Sinthia Shabnam is a senior, double majoring in Political Science and Sociology. During the summer of 2018 she interned at the North Carolina General Assembly. She worked for Representative Gale Adcock who represents the 41 District in Wake County during the 2018 short session. As an intern, she became familiar with the policy process in action and observed how members of the General Assembly worked with the public. She also experienced first-hand the activism by members of the public who protested and encouraged local legislators to address issues facing North Carolina. According to Sinthia, this internship motivates her to pursue the goal of running for office in the future to further the diversity of thought and action in the political sphere.
Sinthia describes her internship with in the NC General Assembly in the following reflection letter:
As an intern for Representative Adcock, I was able to see what issues were the most pressing amongst the representatives and senators, and I developed an idea of who goes through the effort to actually contact legislators by email, by phone, in person, and why. Researching different issues for Rep. Adcock has made me so much more knowledgeable about policy decisions that impact us in America, and specifically in North Carolina. I know much more about the EPA, more about nursing practice and how it’s treated by law, more about school boards and school performance in our district. I became aware of the governor’s role in policy decisions, as well as how much funding different areas receive, how taxes are used, and how often the budget is revised and by whom.
This internship provided me the opportunity to meet many of our legislators like Rep. Cynthia Ball and Rep. Grier Martin of Wake County. I was introduced to Senator Jay Chaudhuri, who got me in touch with Wake County Democratic Chairwoman Rebecca Lewellyn to work with the diversity task force. This networking opportunity allowed me to become the Social Media Director for the Wake County Democratic Party.

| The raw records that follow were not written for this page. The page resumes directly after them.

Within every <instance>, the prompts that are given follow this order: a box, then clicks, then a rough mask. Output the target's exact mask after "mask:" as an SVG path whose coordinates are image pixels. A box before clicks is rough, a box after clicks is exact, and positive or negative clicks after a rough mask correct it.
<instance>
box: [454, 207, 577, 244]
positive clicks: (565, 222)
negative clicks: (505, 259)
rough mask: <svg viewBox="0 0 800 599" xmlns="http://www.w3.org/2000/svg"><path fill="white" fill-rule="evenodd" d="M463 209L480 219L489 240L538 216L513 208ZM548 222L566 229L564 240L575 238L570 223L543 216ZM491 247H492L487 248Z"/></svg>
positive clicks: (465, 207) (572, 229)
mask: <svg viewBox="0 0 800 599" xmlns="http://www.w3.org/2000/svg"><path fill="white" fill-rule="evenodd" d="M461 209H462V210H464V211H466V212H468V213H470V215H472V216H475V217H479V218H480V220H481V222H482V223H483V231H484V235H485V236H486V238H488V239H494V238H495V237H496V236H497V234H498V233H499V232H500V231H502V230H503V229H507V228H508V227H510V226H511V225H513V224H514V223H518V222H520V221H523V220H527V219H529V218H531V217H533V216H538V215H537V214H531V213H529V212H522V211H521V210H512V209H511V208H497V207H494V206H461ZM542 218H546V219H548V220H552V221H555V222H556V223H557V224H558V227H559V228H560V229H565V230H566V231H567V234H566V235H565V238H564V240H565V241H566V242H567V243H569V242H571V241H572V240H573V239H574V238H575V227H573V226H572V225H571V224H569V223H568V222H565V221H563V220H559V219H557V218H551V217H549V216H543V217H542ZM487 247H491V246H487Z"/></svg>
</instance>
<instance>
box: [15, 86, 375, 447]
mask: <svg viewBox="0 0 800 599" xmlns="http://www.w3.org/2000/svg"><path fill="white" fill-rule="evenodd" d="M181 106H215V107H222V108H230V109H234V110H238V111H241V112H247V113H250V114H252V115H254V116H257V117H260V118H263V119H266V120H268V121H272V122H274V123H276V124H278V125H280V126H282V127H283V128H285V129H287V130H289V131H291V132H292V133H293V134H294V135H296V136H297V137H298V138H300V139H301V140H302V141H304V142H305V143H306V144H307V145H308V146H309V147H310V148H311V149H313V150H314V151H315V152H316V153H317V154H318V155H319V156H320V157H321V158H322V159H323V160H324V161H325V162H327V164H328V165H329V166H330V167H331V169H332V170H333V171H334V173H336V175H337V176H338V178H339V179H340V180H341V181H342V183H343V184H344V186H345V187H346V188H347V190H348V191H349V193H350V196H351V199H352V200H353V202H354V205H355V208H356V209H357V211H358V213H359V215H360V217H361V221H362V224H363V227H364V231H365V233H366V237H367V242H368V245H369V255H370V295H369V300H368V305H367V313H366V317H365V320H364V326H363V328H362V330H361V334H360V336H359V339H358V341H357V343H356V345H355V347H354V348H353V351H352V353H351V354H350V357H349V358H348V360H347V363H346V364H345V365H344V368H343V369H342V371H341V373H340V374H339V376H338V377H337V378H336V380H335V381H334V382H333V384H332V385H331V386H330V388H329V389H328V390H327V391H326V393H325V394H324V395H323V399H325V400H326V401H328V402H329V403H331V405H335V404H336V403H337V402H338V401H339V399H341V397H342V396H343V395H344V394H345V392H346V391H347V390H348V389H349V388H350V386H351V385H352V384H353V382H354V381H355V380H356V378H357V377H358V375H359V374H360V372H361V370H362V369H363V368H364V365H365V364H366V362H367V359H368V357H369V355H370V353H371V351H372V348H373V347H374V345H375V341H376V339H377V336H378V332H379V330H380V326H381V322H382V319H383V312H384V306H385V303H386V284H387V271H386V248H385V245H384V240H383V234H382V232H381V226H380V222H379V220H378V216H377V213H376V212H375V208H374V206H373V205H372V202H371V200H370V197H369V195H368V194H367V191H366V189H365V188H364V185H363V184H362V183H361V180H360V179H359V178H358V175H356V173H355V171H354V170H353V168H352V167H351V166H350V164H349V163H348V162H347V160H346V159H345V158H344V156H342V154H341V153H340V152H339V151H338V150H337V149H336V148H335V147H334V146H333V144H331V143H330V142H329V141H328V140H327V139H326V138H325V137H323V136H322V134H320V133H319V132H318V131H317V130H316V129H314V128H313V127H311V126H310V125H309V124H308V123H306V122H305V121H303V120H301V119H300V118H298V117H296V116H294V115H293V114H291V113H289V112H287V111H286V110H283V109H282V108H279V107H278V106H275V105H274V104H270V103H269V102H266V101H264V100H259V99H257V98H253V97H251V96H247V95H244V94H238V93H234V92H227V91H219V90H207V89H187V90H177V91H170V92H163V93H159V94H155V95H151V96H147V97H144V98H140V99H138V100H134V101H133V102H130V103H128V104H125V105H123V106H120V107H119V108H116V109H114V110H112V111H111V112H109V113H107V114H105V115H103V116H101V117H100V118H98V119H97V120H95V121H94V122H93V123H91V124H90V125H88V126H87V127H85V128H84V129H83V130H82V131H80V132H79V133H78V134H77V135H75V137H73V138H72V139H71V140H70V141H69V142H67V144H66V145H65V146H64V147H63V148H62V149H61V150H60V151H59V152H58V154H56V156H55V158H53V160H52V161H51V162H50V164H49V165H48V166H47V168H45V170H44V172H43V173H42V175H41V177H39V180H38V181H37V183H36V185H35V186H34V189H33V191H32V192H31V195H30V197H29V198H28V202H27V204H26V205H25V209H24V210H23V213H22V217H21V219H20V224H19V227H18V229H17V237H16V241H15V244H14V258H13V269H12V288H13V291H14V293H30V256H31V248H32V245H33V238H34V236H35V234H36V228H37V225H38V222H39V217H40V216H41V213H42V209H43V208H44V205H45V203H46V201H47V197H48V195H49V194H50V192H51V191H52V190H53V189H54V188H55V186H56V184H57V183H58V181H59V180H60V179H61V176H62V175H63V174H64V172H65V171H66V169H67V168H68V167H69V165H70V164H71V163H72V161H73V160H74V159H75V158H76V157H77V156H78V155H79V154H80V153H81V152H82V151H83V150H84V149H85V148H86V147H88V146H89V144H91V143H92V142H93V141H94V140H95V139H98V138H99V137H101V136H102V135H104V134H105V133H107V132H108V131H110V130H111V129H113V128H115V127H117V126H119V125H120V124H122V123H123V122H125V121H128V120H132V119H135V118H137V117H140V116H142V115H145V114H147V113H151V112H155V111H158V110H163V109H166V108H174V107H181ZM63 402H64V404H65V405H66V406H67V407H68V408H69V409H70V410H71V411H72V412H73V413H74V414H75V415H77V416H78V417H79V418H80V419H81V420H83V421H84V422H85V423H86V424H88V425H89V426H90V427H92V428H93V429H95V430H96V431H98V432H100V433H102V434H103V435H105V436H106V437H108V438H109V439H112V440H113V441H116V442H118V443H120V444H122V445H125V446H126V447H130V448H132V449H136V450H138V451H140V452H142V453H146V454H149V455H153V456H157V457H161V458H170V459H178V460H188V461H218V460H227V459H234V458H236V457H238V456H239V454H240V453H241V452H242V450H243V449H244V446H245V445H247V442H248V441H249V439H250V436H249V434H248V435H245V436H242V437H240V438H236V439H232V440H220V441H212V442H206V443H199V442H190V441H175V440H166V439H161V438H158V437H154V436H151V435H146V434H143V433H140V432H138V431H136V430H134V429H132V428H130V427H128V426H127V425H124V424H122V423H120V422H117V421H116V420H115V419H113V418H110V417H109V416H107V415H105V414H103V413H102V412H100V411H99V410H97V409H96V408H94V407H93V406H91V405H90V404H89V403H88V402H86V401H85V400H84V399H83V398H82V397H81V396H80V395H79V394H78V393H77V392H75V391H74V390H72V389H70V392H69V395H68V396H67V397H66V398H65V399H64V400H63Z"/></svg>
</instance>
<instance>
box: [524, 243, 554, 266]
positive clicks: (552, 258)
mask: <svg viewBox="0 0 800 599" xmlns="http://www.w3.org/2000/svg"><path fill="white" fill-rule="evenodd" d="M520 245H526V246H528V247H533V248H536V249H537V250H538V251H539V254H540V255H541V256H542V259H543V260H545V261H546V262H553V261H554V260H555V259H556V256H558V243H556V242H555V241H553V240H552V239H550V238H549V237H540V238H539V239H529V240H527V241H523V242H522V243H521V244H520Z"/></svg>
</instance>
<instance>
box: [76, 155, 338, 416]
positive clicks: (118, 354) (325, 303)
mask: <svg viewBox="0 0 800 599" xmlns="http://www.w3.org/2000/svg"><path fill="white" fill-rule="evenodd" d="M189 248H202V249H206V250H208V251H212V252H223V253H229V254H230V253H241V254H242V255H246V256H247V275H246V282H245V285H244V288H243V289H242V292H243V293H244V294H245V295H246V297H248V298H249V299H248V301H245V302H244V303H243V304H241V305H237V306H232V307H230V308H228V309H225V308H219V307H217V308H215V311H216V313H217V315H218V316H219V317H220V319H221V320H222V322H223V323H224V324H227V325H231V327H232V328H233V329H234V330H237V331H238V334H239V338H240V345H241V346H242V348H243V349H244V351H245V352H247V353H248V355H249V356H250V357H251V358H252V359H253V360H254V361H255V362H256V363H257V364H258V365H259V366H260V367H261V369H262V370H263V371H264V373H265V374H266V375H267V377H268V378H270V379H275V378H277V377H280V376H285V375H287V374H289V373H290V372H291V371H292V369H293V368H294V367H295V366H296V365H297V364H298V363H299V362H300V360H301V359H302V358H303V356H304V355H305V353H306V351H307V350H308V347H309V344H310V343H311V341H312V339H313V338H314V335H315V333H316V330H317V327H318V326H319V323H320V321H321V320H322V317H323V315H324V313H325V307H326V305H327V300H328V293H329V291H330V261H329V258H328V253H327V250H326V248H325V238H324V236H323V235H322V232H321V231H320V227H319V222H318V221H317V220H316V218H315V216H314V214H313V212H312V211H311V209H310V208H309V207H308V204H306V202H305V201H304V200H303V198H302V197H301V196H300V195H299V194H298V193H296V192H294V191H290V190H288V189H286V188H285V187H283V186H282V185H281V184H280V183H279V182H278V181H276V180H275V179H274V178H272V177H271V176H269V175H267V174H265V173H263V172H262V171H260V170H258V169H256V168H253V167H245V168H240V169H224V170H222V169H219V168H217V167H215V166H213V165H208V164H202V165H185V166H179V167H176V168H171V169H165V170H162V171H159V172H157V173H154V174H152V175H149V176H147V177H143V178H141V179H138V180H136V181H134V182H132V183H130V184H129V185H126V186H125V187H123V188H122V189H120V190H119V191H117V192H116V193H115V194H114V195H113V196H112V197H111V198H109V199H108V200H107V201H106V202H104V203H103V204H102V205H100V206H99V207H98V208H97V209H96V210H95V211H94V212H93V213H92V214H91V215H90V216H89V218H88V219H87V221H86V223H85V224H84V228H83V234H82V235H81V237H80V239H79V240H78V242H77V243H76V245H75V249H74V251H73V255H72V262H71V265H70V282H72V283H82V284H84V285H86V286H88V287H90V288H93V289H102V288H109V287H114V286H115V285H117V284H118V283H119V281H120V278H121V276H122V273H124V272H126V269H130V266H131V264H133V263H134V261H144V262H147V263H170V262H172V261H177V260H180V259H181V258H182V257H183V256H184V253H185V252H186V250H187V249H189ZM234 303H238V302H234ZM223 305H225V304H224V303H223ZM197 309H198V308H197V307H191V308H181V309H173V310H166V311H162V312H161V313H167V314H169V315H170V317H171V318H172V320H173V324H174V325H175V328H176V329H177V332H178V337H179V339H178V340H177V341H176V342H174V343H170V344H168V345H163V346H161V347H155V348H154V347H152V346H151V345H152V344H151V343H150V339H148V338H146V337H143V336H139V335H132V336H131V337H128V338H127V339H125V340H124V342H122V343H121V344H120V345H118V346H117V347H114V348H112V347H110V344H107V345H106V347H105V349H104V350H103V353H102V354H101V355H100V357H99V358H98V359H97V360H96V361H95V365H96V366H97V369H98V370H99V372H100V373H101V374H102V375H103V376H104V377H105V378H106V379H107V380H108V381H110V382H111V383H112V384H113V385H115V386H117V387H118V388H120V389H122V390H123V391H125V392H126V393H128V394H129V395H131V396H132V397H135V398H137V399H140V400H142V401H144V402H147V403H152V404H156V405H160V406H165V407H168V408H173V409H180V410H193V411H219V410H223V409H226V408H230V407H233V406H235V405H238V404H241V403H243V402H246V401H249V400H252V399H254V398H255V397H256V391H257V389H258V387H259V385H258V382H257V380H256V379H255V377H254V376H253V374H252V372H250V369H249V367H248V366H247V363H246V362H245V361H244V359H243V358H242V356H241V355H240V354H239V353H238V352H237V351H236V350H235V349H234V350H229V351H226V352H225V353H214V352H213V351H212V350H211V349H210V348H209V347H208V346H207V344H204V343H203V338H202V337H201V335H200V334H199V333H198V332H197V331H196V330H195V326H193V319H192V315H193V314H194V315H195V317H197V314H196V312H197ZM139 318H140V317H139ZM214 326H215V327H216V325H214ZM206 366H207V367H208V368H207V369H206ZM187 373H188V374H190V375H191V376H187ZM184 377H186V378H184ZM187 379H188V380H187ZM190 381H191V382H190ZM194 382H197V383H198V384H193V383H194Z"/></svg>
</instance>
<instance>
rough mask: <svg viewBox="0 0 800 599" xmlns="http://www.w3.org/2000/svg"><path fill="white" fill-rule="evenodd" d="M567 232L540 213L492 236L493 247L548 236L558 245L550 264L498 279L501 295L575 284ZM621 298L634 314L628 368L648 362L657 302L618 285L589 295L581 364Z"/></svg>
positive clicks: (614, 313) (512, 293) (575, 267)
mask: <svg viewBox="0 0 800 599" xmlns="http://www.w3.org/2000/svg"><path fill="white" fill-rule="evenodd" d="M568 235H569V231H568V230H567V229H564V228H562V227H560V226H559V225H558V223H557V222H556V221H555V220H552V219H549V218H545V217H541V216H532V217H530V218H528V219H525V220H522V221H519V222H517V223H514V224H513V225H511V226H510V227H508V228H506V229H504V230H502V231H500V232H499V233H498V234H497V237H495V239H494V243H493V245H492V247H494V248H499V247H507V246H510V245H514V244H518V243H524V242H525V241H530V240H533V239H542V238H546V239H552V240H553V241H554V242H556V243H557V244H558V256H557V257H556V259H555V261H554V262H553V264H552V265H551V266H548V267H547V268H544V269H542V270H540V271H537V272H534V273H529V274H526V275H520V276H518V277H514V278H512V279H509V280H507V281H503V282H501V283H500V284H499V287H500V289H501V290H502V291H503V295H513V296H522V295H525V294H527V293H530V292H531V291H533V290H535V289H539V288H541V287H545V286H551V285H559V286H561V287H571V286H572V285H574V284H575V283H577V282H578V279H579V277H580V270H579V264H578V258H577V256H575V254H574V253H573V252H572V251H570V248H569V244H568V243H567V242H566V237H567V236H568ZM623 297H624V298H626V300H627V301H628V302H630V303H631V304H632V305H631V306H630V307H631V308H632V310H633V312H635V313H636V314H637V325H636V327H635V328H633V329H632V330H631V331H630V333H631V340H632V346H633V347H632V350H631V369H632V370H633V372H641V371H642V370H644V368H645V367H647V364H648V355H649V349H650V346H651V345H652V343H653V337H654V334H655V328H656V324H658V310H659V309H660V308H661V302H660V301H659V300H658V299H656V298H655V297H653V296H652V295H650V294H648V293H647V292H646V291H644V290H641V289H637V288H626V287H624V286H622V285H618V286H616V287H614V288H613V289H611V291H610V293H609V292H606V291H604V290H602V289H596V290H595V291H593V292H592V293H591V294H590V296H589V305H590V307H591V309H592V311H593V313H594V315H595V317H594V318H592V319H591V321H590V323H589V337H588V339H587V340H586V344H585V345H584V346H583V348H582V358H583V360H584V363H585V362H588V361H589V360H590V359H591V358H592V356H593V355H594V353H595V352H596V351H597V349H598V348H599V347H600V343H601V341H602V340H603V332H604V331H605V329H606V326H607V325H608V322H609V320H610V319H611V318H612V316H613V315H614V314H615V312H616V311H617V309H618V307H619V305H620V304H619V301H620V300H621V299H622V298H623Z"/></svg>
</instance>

The internship also helped me establish great relationships with people who maintain the legislative building. I’ve learned much about law enforcement and military from the Sergeant at Armsnd the General Assembly Police, including how their perspectives on issues and the legislature changed over time. The men and women of housekeeping are also so kind, and I’m grateful for their service in maintaining this space. I met wonderful interns who are academic inspirations, socially and politically aware, intelligent, and reflective, and I’m so glad that I have more friends from different walks of life.
Policy has the power to reflect the core of who we are as North Carolinians when those decisions are made together. I witnessed how positions of power are capable of filtering through bills, how many bills die, why some bills are controversial. I learned how having caucuses help unify the party to be prepared for voting on the floor and to allow legislators to collaborate with peers. I found it very insightful to see a bill on the House floor and then see how it is discussed in the Senate. Committee meetings were very interesting, as they provide an ability to work on the specific details of a bill and allow those who might be impacted an opportunity to speak. I witnessed the relationship between media and politicians through press conferences. Finally, being at the General Assembly allowed me to witness many protests and see how some people are willing to educate their representatives on important issues. I respect the drive and willingness citizens have to stand up for what they believe in because their pursuit brings attention to otherwise unrecognized problems.
I come from a community that doesn’t quite understand how politics works, or how it impacts their lives – that the distance their children walk to the bus stop to how quickly roads get fixed are all issues legislators have the power to define. I am motivated to play a greater role in the intersections of society that I am in touch with, the Muslim and South Asian community (specifically the Bengali community), in educating them on why even just getting out to vote holds greater power than they currently see. I’m more motivated to solidify an action plan for myself, to strengthen my character, my pursuit of knowledge, and learning from people who are more experienced so that I can contribute to the well-being of others and the prosperity of our home. Achievement takes time, good decision making, and even a willingness to fail in order to learn. I know that I want to run for office one day to be involved in education policy, improved voting access, women’s rights, application of anti-discriminatory policy, and inclusive policies for all members of society.